BY DAVID L. BARBER
Editor's note: This article was published in Grand Traverse Business magazine's Winter 2019 issue. For more stories from the magazine, click here to read GT Business in its entirety online.
TRAVERSE CITY — Washed, dropped, sliced, paddled, boiled and bagged, the process of turning fist-sized potatoes into nickle-thick chips is swift and, in the end, savory, at the Great Lakes Potato Chip Company.
Located on M-72 about three miles west of Traverse City, the business has been producing kettle-cooked chips for nine years. What began as a father-son operation that was supported by family and friends has become an award-winning business that is enjoying a favorable, and flavored, growing spurt.
Great Lakes Potato Chip is the only northwest Lower Michigan business included in the 2018 Inc. 5000, an annual ranking by Inc. Magazine of the fastest-growing private companies in America.
“We continue to grow at a rate of about 30 percent a year,” said business co-owner, Ed Girrbach, who founded the business with his son and partner, Chris. “We think for the next two or three years we could continue at that rate. Our goal is to become one of the top five preeminent facilities in the country.”

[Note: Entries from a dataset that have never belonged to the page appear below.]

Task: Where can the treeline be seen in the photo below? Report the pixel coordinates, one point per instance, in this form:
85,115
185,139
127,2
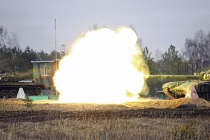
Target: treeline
14,59
196,50
196,53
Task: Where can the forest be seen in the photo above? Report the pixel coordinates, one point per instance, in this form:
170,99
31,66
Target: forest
196,54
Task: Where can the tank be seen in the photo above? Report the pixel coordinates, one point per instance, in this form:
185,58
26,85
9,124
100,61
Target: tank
11,82
174,90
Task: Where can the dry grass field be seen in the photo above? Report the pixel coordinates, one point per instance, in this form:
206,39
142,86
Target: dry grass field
147,119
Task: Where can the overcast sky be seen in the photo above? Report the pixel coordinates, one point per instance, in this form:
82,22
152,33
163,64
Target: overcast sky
159,23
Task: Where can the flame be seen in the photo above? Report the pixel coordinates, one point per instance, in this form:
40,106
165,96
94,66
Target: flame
103,67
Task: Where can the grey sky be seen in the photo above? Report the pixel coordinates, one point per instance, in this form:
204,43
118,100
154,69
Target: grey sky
159,23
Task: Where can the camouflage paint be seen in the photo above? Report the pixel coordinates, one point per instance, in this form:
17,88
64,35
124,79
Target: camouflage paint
43,72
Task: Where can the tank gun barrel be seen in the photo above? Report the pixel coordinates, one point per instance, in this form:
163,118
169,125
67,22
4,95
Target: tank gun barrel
175,76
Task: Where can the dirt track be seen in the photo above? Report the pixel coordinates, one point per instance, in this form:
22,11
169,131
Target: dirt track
45,115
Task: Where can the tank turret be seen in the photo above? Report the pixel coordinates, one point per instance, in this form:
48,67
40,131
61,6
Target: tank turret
10,83
200,81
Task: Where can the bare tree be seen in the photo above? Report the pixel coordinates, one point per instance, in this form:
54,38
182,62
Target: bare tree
197,50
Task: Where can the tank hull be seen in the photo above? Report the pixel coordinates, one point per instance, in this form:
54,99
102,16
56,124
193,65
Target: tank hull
10,89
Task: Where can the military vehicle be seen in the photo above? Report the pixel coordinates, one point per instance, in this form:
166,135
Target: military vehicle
11,82
174,90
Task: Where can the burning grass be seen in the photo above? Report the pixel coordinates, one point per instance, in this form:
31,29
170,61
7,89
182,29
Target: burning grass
89,121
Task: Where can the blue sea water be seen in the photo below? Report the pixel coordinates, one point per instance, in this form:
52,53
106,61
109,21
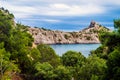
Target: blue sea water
83,48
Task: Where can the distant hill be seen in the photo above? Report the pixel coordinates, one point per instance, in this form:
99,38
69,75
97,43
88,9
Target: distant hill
87,35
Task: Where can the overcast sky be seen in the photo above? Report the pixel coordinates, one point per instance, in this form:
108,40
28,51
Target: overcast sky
67,15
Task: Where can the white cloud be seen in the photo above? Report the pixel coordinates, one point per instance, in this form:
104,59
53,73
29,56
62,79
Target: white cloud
51,20
25,9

And if the slightly altered axiom rings true — “the proof is in the potato” — Girrbach and his son, Chris, just might be on their way to achieving that goal.
At the 2016 The Potato Chip Festival held in Saratoga, New York — the consensus birthplace of the potato chip — the Girrbachs carried home the Gold Medal for the Best Kettle Chip. Their tortilla chip also was honored. Dozens of potato chip manufacturers from across the nation took part in that inaugural competition.
Swift production? From start to finish — being washed and sliced, to dropped and sealed into colorful packaging — takes about 20 minutes; in the middle of which the “chipped” potatoes are paddle-stirred and boiled for about eight minutes before being seasoned by hand, said the 69-year-old business entrepreneur.
Girrbach said his 14,000-square-foot business produced about 25 million ounces of kettle chips in the past year, which translates to about 1.56 million pounds.
“We always thought this company could get to that level,” said Girrbach. “We did our homework and we bought in to the right product, at the right time.”
Delivered to seven states and Canada, the company’s benchmark chip is its Original Kettle Cooked Potato Chip. Other flavors include Michigan Cherry BBQ, Sea Salt and Vinegar, Sea Salt Pepper and Onion, Buffalo Wing Potato Chips and Parmesan Ranch Potato Chips.
“All our chips are produced with their skins on,” said Girrbach. “That enhances the taste.”
Long retired from Merrill Lynch, where he worked for 28 years, Girrbach operated Pangea’s Pizza in downtown Traverse City for a few years. Girrbach said he and his son sometimes sat and talked about “opening a new business, from scratch.”
After considering the possibilities they decided to “go all in” on producing potato chips.
“We considered our options, we did our due diligence,” he said. “At the time, there was just one manufacturer of potato chips in the state, and that was in Detroit. We thought there was a hole in Michigan for this type of operation — we thought there definitely was an opportunity for a chip manufacturer. And that led us to say, ‘okay, let’s do this.’ We did or homework.
“Michigan is the number one state for producing chipping potatoes in the United States, so that was a big plus. We didn’t have to travel far to buy our potatoes.”
Once the Girrbachs located a building to house their operation, Girrbach said “we had to change it into a food manufacturing facility.”
“Needless to say, that took a lot of work,” he said.
Like many neophyte companies, The Great Lakes Potato Chip Company started out small, with Girrbach and his son — aided by family and friends — doing all the work. But each new year brought new growth. Today the company has 35 employees.
“We’ve developed a great team,” said Girrbach. “We have two shifts and we work closely together.
“I get a great deal of satisfaction knowing we’ve created something that can support 35 families. I get a great deal of satisfaction out of working with my son.
“What we did was very capital intensive, especially in the beginning. Chris and I never took an income for our first five years. We took the risks, and they paid off.”
The younger Girrbach said he enjoyed working for years with his father at their Pangeas Pizza in Traverse City, and enjoys working with his father at their potato chip business today.
“My dad and I have a good time working together and our strengths really compliment each other,” said Chris Girrbach, 39.
“It has been both fun and very challenging to create Great Lakes Potato Chips. We have a great team that all have made growing and being successful possible.”
So how did the Girrbachs come about naming their potato chip business?
“Our region is beautiful, one of the most beautiful places in the world,” said the elder Girrbach. “Our names tells people, ‘hey, this product is coming from a real cool place — a beautiful place. We tried to capture the feel of the Great Lakes, of this area – the northern Great Lakes area.
“Another thing about our product — our business — is that’s a truly a ‘green’ one. We have very little waste. That’s important to us.”